There are several previously known methods for analyzing alkanes and pseudo-components from well tests or production petroleum fluids (oils or condensates) (Katz and Firoozabadi, 1978; Pedersen and Christensen, 2007). Proper measurement of fluid properties and recognition of fluid phase can be highly dependent on whether sufficient volume is available (˜5-100 milliliters). Unfortunately, these methods do not work well for smaller sample volumes. Previous methods have used biomarker analysis, gas chromatography/mass spectrometry (GCMS), and/or gas chromatography/tandem mass spectrometry (GCMSMS) to constrain oil quality by one of several approaches. For example, biomarker ratios can either be directly correlated to an oil quality parameter (i.e., API gravity) or combined by a statistical approach to determine oil quality (Hughes and Holba, 1988; Smalley et al., 1996; Michael, 2003; Huizinga et al., 2007). Biomarker parameters may also be used to constrain oil type (e.g., low sulfur-low asphaltene, medium sulfur-medium asphaltene, or high sulfur-high asphaltene contents) and/or thermal maturity (maximum temperature experienced). Once the oil type and maturity are established, Pressure-Viscosity-Temperature (PVT) reports for similar oils may be used to estimate probable oil properties. Other methods include pyrolysis of rock samples by Rock-Eval pyrolysis (Holba et al., 2004; Dow et al., 2001; Dow and Talukdar, 1991; Baskin and Jones, 1993) or pyrolytic oil-productivity index (POPI) method (Jones and Tobey, 1999; Jones et al., 2004; Jones and Halpern, 2007) can provide proportion of light fluid versus pyrolyzed product from heavy oil components, which in turn can be correlated with bulk fluid properties. Pyrolysis methods can work best for heavy oils (API<25). Oil quality predictions have been attempted using well logging techniques such as NMR or CMR logging (Zhang et. al., 1998).
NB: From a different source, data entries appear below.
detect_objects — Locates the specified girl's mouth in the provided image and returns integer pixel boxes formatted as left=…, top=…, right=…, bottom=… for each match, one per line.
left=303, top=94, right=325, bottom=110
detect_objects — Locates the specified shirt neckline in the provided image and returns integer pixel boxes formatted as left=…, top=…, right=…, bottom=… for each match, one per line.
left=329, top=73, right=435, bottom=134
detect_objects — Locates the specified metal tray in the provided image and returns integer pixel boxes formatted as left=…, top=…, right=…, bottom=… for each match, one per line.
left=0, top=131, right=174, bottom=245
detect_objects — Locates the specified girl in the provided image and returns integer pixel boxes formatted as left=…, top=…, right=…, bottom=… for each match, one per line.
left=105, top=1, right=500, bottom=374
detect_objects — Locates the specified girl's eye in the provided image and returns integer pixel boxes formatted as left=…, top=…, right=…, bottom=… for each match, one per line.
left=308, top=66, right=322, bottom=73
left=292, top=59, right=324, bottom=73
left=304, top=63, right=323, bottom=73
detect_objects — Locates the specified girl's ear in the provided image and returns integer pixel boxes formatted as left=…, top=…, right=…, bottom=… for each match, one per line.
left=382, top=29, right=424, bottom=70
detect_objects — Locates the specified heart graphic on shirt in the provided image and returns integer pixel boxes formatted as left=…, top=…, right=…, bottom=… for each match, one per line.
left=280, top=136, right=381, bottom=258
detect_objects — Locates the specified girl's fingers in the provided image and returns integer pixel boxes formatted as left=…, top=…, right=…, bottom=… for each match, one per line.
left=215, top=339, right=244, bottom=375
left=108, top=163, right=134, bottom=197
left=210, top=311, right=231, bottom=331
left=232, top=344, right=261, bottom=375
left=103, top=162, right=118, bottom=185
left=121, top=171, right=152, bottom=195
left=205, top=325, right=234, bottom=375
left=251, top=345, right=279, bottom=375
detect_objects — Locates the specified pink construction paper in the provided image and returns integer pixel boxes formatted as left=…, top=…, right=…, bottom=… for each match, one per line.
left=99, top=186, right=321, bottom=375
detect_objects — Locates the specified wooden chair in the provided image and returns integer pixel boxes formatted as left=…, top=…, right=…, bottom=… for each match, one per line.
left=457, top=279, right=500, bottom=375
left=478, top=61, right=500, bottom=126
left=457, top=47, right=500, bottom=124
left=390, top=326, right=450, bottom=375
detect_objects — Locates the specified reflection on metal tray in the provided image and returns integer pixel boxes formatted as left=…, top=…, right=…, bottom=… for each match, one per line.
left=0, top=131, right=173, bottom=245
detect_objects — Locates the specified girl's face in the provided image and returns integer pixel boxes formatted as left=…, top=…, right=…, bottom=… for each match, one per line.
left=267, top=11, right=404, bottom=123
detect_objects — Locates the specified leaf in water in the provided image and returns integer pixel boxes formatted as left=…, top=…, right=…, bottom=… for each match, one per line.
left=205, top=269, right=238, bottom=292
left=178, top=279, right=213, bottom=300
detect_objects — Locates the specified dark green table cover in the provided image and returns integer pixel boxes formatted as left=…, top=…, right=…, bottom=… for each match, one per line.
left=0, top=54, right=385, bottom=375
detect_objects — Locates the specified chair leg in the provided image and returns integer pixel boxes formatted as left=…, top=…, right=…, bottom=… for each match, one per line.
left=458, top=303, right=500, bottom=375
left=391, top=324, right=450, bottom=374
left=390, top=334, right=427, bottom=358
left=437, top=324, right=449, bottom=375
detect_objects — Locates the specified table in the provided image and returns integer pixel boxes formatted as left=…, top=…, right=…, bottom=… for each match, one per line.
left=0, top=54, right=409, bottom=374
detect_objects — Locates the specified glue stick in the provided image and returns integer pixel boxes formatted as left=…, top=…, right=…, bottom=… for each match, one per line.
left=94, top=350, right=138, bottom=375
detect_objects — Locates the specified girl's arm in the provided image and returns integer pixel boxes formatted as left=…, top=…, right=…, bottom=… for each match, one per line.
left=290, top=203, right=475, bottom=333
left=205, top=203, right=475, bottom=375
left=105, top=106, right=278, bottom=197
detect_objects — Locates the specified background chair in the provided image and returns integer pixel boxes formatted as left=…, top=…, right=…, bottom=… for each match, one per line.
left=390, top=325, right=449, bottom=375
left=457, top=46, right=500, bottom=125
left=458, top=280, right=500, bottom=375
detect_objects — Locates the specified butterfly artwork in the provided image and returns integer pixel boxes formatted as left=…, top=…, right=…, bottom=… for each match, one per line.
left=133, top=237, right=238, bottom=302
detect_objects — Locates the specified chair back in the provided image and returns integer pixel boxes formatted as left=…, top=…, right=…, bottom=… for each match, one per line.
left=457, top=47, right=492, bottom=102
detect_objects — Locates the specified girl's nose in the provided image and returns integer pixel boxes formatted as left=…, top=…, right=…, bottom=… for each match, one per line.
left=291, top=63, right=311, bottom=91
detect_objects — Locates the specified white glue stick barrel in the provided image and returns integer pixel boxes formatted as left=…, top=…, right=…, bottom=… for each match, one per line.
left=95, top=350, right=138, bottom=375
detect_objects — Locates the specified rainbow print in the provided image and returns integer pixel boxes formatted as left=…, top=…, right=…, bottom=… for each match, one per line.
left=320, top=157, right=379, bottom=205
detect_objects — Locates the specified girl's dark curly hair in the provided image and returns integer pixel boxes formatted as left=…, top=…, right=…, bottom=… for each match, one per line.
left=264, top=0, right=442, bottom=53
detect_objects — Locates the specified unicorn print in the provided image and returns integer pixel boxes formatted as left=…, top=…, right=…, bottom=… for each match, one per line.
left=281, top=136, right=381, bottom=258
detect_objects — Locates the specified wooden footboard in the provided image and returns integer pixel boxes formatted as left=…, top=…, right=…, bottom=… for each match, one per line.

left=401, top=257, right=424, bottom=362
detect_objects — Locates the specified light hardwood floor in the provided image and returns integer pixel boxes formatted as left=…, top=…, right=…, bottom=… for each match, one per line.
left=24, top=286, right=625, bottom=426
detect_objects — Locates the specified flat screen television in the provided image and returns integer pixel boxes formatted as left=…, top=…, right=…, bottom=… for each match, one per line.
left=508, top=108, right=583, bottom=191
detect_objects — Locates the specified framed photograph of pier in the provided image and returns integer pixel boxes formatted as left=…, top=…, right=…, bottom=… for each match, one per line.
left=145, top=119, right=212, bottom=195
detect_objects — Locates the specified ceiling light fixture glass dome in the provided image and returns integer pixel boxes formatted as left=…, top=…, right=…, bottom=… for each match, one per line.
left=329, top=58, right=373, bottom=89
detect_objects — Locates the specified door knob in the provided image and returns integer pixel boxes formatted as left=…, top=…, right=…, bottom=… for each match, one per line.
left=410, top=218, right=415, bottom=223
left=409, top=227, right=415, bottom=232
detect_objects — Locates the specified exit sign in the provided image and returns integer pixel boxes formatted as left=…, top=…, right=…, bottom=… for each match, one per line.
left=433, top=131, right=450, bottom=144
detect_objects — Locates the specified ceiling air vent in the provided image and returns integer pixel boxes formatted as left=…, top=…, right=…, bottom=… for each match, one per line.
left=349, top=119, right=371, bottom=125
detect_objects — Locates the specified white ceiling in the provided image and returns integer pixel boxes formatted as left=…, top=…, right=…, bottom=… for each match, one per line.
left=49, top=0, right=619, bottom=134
Some previous methods for predicting oil quality have certain disadvantages. As alluded earlier, quality of measurements in some previous methods can be significantly limited by amount of sample available. In some cases, rock samples (sidewall cores, cores, or cuttings) may only contain trace amounts of petroleum (microgram to milligram amounts). In other situations, oil samples may be available but can be hampered by contamination issues with drilling fluids. Biomarker methods usually require extensive analysis and interpretation and are relatively more expensive and time consuming than gas chromatography. Moreover, biomarker methods work well for black oils but often do not work well for light oil or condensate contributions to an accumulation which contain little or no biomarkers.